Considering the Corridor: Is a northern transportation network possible?
A report from the University of Calgary is renewing a decades-old conversation about the pros and cons of a Northern Corridor, a massive transportation network that aims to reduce the cost of moving goods to and from northern communities, including in Labrador.
"We look at putting together a right-of-way, an established path that could use several different modes of transportation," said Kent Fellows, co-author of the report.
"We're thinking road, rail, electricity transmission — maybe different types of pipeline."
The right-of-way would run 7,000 kilometres east to west starting in Labrador, and would connect the resource-rich north to the primary transportation network in southern Canada and the United States, improving market access overseas.
Northern businesses and consumers could potentially benefit, said Fellows, by the expected decrease in the cost of goods. He cites a 2008 parliamentary report that says it costs an average of 30 per cent more to live in the north, a strain all too familiar to people living in isolated Labrador communities.
"So that means on average everything you're buying beyond areas serviced by the current transportation grid costs 30 per cent more," said Fellows in an interview with CBC Radio's Labrador Morning.

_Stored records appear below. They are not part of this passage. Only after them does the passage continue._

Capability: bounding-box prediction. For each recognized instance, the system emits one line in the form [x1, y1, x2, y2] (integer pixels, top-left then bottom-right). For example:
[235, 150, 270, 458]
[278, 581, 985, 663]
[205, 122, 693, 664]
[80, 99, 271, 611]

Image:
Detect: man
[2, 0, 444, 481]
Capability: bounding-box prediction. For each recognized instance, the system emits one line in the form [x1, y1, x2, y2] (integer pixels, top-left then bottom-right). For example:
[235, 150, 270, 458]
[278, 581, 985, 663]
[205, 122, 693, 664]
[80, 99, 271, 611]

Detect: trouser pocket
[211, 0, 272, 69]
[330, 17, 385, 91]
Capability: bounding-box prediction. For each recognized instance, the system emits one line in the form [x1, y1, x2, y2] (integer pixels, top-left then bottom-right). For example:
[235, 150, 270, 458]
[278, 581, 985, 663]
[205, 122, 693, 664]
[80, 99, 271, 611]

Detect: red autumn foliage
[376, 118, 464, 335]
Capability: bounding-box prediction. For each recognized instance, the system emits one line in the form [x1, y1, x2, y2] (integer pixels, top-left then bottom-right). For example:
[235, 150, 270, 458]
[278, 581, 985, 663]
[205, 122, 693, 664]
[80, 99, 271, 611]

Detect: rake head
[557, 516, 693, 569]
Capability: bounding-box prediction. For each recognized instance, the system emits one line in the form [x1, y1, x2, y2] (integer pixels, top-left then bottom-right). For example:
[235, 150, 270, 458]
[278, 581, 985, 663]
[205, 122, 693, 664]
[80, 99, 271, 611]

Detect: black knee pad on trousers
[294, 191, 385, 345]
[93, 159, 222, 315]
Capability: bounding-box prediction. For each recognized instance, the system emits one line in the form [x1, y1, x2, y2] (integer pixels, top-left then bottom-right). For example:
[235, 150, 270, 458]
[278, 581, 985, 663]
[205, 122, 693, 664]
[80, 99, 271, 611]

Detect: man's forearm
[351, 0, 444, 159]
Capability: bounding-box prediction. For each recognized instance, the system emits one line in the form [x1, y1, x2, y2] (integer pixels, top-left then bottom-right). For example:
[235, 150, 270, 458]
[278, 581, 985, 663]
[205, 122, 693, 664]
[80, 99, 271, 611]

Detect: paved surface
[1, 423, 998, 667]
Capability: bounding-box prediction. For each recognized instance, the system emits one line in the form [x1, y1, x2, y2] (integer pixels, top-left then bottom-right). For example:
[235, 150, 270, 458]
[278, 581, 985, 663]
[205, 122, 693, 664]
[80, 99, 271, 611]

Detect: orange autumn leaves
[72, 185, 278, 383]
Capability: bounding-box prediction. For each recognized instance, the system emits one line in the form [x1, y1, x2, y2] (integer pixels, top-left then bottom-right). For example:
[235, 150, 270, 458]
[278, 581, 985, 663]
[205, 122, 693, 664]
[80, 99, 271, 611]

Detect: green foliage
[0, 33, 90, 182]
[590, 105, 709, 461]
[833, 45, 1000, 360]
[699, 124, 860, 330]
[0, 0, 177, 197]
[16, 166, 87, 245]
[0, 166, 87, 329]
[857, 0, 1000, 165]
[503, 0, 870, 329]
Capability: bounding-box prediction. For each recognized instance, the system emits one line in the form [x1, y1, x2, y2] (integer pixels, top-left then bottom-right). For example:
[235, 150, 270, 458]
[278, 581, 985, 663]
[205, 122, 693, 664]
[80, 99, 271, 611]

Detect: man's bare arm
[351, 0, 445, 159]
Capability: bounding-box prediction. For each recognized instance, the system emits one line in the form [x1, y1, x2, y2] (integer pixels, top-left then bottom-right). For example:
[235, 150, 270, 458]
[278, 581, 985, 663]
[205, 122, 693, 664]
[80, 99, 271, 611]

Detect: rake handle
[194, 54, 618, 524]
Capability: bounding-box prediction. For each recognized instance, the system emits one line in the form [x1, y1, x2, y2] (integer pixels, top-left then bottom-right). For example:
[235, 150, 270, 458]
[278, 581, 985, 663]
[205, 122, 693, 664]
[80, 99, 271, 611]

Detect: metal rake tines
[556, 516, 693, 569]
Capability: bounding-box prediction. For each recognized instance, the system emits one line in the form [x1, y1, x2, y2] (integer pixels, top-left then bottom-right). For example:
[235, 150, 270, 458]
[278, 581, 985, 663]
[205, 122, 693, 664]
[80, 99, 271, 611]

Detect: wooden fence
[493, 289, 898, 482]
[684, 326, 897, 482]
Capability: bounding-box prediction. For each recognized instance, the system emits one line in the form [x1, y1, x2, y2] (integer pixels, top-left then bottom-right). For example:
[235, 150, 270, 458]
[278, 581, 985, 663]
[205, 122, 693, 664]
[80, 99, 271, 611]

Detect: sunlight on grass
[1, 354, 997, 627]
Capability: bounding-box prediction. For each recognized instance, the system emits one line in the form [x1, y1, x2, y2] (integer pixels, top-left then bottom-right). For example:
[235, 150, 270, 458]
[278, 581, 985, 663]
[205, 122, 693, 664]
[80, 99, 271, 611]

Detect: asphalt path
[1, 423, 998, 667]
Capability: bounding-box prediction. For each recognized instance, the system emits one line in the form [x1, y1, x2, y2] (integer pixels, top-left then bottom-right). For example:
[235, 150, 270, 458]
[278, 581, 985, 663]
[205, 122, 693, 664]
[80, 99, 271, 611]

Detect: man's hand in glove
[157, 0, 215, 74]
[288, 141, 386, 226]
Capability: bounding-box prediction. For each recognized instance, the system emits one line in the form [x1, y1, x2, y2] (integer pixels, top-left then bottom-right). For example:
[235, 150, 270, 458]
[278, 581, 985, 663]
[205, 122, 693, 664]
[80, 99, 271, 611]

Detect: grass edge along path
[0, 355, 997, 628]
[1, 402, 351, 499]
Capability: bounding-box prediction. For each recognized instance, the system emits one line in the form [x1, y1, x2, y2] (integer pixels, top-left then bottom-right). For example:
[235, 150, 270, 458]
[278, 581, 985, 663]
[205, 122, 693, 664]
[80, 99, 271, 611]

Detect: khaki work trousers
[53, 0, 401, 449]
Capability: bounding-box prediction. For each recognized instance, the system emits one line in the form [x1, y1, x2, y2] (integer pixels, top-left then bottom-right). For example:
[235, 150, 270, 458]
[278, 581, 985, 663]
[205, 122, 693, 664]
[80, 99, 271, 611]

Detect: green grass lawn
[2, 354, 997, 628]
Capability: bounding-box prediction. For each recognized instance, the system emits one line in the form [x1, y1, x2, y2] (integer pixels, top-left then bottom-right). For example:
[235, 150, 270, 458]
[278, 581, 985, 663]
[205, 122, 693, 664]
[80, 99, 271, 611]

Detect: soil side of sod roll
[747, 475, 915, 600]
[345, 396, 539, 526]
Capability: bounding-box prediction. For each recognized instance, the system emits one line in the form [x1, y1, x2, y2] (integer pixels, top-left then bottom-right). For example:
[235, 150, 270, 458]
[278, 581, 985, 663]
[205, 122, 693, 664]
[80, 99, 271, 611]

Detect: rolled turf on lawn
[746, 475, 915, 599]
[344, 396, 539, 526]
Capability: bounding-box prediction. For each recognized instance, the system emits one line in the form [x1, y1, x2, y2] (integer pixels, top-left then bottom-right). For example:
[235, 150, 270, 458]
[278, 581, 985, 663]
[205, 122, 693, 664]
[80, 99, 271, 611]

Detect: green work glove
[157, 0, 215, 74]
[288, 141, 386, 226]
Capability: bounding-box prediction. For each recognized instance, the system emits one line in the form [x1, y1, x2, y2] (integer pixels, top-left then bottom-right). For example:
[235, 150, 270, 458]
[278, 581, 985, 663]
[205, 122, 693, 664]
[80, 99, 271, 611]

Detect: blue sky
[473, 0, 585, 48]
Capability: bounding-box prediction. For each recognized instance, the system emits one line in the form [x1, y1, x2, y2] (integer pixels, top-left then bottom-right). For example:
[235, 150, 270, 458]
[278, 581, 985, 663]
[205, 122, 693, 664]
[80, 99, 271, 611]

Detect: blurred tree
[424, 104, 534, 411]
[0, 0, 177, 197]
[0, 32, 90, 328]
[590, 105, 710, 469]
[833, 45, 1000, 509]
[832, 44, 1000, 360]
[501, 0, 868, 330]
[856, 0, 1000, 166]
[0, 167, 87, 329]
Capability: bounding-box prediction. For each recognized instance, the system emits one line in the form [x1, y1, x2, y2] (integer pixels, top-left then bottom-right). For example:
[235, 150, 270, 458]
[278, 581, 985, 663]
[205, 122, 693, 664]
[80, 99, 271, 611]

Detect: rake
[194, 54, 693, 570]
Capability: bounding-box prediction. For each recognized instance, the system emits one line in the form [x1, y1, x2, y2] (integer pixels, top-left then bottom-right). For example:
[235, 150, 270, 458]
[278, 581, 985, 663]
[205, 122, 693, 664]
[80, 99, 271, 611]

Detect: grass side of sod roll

"That really stifles development because if you're a firm trying to locate in these regions, you have to pay a premium to get people to want to live there to work for you, and people who are already living there end up paying more and more for these goods."
The estimated cost of the Northern Corridor is $100 billion. Fellows says that expense would be spread out over the decades it would likely take to create the infrastructure. He says private sector investment, from industries like mining, could fund portions of the project — such as the railway — to gain access to the network.
Fellows said the report only scratches the surface, and the Northern Corridor concept would need deeper study to determine if it makes practical sense.